The quality of the script reading — both in terms of performance and sound quality — will have an impact on the resulting voice clone. We have put together these speaking and recording guidelines to help you achieve the best possible result.
Our scripts contains thousands of utterances used to a train voice model. We require a minimum of 1,000 high-quality utterances to train a production-ready voice.
We recommend that you record 100 utterances per session, which will take around 45 minutes each. This will reduce the risk of error and voice fatigue.
The speaker should read the script as if they were narrating an article. A few examples below:
Below are a few tips to help ensure highest-quality recording:
- Recording location: It is important to record in a quiet location and to use the same recording equipment throughout. We recommend recording in a professional studio and sitting at a consistent distance from the microphone. The speaker should make sure they are comfortable before recording, to eliminate the need for movement.

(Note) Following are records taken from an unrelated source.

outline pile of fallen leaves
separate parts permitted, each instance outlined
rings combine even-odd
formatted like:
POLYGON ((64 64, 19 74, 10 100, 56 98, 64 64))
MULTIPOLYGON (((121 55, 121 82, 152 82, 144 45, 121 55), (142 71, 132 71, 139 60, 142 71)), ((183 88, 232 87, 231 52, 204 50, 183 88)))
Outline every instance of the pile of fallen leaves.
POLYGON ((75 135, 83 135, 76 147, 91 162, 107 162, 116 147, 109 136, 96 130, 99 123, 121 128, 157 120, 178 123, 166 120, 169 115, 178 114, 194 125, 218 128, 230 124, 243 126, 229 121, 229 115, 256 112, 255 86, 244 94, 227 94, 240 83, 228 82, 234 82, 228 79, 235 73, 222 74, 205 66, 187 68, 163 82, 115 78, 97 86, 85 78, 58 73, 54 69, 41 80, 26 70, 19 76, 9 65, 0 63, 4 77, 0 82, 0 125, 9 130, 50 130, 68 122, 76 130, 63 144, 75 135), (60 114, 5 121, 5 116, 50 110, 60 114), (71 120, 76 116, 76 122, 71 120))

- Pronunciations: To ensure that words are mapped to their correct sounds, it is crucial that words are pronounced accurately and distinctly, exactly as they are in the script. The script has been normalized for text-to-speech, so you will notice some unusual punctuation and formatting (for example, '2020' written as 'twenty twenty'). Where letters should be pronounced individually, spaces or hyphens will be used to indicate breaks (for example, 'I S S', 'CAR-T'). The speaker should take the time to review the script beforehand and clarify the pronunciation of any unfamiliar or ambiguous words.
- Speaking style: Use a natural speaking style that you will be able to maintain consistently throughout the recordings. Each line that you record should be plausible in isolation. This means that you shouldn't give particular emphasis to any word which would rely on context from outside the text. While some variance is natural, it is important to keep volume, pitch, intonation, and tempo as consistent as possible.
- Voice quality: The speaker should take regular water breaks and rest their voice to ensure consistency. Rather than recording the script all at once, we recommend recording in multiple short sessions, to reduce the risk of the voice becoming tired or strained.
- Breathing and pausing: Make sure to pause after each utterance, and try to breathe away from the microphone before starting the next one. Otherwise, try to keep your breathing at a low and consistent volume, or else the voice clone's breaths can become unnatural and distracting.
We recommend saving each utterance as an individual .wav audio file, with the file name matching the utterance ID — for example, 1.wav.
If you wish to record multiple utterances per file, there needs to be a pause of at least 3 seconds between each utterance. The file name should match the utterance ID range — for example, 1-100.wav.
File format | *.wav, Mono |
Sampling rate | 22 kHz minimum |
Sample format | 16 bit PCM minimum |
Peak volume levels | -3 dB to -6 dB |
SNR | > 35 dB |
Environment noise, echo | The level of noise at start of the wave before speaking: <-70 dB |
Once recording is complete, you will need to submit the audio files to BeyondWords. Our team will then use the recordings to train your voice model.